3. Ganti Toxic Positivity dengan Empati yang Sebenarnya
Jika kamu yang berada di posisi mendengarkan curhatan, ubah kalimat “Sudah, jangan sedih” menjadi “Aku mengerti kamu pasti sedih. Aku ada di sini untukmu.” Validasi perasaan orang lain tanpa harus memberikan solusi instan. Terkadang, yang dibutuhkan hanyalah seseorang yang mau mendengarkan tanpa menghakimi.
4. Cari Keseimbangan: Realistic Positivity
Hidup itu tidak selamanya indah dan tidak selamanya buruk. Keseimbangan adalah kuncinya. Cobalah untuk menerapkan realistic positivity, yaitu sikap positif yang didasarkan pada kenyataan. Alih-alih menyangkal kesulitan, kamu justru menghadapinya dengan realistis sambil tetap mencari sisi baik atau pelajaran dari situasi tersebut.
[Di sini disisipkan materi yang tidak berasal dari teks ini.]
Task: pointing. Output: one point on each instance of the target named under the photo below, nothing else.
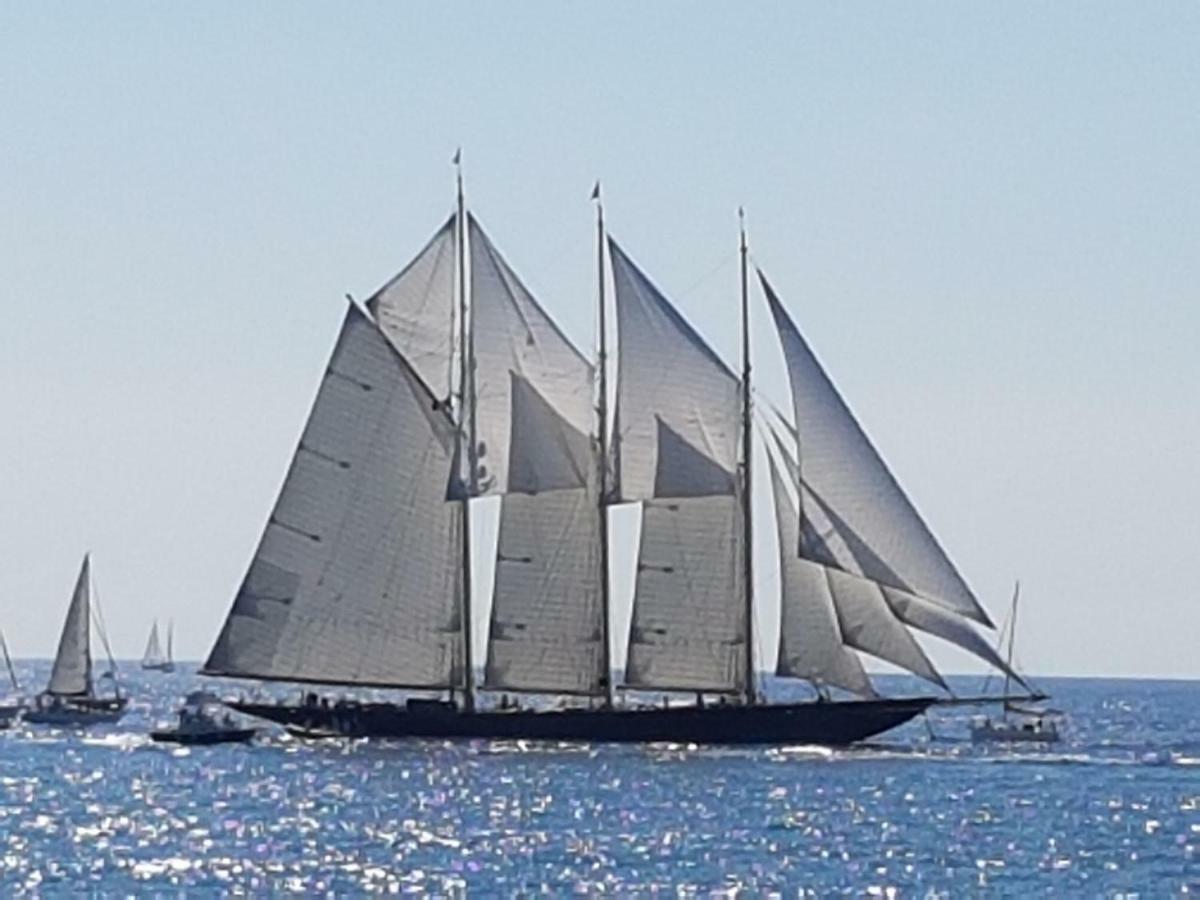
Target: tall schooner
(454, 384)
Misalnya, jika kamu gagal ujian, daripada bilang “Semua akan baik-baik saja” (toxic positivity), lebih baik katakan, “Aku kecewa dengan hasilnya, tapi aku akan mencari tahu di mana kesalahanku dan belajar lebih keras untuk ujian berikutnya.” (realistic positivity).
Pada akhirnya, pertumbuhan diri bukan tentang selalu bahagia, melainkan tentang bagaimana kita menghadapi dan bangkit dari kesulitan. Emosi negatif bukanlah musuh, melainkan teman yang memberikan sinyal penting. Jadi, jangan takut untuk merasakannya, dan jangan biarkan toxic positivity mengambil hakmu untuk menjadi manusia seutuhnya.